Well, it depends. There are a number of different metrics that may answer that question under different conditions. Here are some simple methods.
Use Price-earnings ratio (P/E)
The price-earnings ratio is one of the simplest valuation metrics. Just divide the price per share by earnings per share.
That’s the P/E. The lower the P/E, the less value it has.
Many investors like to use trailing 12-month earnings because they’re tangible results. But many like using calculations for the next period. Well, investors care most about the future, not what a stock’s already done.
EXAMPLE
Stock price = $30/share
Previous year’s earnings = $2/share
P/E = 15
Use price/earnings-growth ratio (PEG)
The utilities, for example, trade at low P/E, indicating low expectations for future growth. HiTech companies frequently trade at high P/E because investors are counting on fantastic growth. Price/earnings growth (PEG) is transforming growth expectations into the valuation. To calculate this you have to divide P/E by annual earnings per share growth. With PEG, less than 1 is rated undervalued, and anything over 1 is rated overpriced.
EXAMPLE
Stock P/E = 15
Estimated 5-year annual earnings growth: 15%
PEG = 1
Use price-sales ratio (P/S)
When some company hasn’t earned, it has revenues, after all.
A low P/S is cheap and a high P/S is expensive. For example, Twitter was flagged for having a high P/S early after its initial public offering. It was more than double of Facebook. But, that corrected thanks to disappointing results. Twitter’s P/S dropped from nearly 30 in December 2013 to about 5 as shares plunged more than 70 percent.
EXAMPLE
Stock price = $30/share
Previous year’s revenues = $5/share
P/S = 5
Use price-dividend (P/D)
Price-dividend is a less used metric, but it is quite good for measuring dividend stocks. To calculate, you have to divide the price by dividend. This ratio will tell you how much you have to pay to receive $1 in dividend payments. This is most useful in comparing a stock’s value against itself or against other dividend payers.
EXAMPLE
Stock X price = $30/share
Previous year’s dividend = $1/share
P/D = 30
Enterprise value-sales is an alternative to price-sales, just like Enterprise value-EBITDA is an alternative to P/E. But you can use them, of course.
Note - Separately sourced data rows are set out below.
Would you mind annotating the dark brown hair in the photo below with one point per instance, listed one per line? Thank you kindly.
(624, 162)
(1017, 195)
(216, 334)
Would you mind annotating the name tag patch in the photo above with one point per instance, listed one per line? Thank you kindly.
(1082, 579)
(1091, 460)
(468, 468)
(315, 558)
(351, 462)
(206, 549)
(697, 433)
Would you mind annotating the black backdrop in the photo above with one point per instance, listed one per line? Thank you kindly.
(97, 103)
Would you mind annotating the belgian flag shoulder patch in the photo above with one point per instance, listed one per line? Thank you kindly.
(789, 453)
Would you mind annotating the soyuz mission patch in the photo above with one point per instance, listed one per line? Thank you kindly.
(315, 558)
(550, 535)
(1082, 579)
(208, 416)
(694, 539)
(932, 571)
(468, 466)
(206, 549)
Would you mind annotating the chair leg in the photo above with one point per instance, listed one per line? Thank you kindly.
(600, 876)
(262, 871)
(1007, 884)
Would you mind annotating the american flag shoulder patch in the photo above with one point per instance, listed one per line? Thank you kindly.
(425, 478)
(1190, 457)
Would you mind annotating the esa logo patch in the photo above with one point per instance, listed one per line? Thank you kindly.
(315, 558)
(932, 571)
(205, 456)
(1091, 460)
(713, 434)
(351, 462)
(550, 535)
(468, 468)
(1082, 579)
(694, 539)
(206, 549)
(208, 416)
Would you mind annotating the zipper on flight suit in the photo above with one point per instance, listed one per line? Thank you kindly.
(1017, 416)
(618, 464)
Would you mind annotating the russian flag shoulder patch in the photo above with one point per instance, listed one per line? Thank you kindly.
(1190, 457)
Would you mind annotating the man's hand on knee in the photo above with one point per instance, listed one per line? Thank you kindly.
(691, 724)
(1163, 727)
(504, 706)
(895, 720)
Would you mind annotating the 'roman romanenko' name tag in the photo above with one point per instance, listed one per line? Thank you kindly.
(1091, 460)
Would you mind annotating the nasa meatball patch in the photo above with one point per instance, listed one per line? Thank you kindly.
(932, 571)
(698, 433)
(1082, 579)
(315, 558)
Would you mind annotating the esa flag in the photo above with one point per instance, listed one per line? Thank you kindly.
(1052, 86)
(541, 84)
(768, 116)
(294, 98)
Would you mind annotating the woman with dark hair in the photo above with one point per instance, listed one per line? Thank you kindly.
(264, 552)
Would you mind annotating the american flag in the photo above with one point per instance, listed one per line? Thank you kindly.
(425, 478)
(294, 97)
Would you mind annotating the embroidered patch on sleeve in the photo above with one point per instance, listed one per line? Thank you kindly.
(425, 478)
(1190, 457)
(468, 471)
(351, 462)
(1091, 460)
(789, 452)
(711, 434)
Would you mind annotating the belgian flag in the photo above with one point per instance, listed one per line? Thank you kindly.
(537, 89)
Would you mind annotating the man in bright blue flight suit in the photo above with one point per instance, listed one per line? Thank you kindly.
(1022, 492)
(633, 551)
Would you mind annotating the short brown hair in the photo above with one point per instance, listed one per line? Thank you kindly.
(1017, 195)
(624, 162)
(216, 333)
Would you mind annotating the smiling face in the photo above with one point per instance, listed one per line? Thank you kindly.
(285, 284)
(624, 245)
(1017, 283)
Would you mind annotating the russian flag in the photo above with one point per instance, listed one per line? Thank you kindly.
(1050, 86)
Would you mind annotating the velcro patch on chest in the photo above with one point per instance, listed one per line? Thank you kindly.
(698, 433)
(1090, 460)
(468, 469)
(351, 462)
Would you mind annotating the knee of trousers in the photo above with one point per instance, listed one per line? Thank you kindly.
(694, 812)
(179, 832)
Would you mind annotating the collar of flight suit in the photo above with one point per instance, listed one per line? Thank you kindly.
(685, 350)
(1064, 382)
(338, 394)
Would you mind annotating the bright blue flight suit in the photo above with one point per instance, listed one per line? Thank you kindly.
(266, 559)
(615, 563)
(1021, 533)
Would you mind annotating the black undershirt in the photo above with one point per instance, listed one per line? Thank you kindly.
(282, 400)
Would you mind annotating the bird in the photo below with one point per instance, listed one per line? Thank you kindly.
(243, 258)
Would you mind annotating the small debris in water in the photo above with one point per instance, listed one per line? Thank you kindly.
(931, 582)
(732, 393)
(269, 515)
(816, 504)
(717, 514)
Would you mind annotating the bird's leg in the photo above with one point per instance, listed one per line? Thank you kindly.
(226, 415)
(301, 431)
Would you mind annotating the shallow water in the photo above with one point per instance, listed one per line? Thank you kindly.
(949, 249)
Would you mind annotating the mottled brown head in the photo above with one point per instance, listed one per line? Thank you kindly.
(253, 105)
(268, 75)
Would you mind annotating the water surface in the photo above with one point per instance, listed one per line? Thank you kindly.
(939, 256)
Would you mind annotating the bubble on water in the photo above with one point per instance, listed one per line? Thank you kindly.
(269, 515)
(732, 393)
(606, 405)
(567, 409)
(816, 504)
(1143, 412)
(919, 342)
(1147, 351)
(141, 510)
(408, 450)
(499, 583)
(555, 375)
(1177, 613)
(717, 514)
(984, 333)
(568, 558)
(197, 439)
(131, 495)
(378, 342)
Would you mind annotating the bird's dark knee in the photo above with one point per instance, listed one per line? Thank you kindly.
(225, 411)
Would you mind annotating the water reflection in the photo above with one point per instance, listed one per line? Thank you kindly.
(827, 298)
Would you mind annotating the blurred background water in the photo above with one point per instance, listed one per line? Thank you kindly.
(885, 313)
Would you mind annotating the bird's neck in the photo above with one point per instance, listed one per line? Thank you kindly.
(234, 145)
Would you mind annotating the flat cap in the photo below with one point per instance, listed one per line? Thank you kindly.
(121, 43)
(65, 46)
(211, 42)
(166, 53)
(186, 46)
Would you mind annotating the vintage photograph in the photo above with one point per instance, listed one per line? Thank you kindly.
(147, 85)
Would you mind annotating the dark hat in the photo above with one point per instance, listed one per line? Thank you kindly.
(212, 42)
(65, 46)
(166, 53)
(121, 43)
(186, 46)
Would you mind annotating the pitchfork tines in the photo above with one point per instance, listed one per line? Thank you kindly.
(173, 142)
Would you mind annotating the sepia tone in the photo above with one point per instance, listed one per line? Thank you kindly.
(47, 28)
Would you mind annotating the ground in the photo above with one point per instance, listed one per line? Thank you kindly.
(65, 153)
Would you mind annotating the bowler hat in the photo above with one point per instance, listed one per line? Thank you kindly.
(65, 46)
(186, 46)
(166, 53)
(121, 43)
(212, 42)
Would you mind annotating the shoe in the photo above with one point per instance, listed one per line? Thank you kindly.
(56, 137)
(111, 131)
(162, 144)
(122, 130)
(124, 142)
The most important, all this is in the future, so you have no control over it.
The only thing you can control is the price at which you can buy the stock. Moreover, whether you buy it at all at a settled price. Everything that happens in the future is in the shadow of the price. The same investment can be good or bad depending on what price you paid.
How to find bargain hunting?
Let’s say, it is impossible to estimate an investment without the context of its price. There are equity investments which are bad despite the price. Still, there aren’t any investments that are good despite the price. If there is no bargain to be had, the instinct of buying only at a bargain is the most important thing in investing.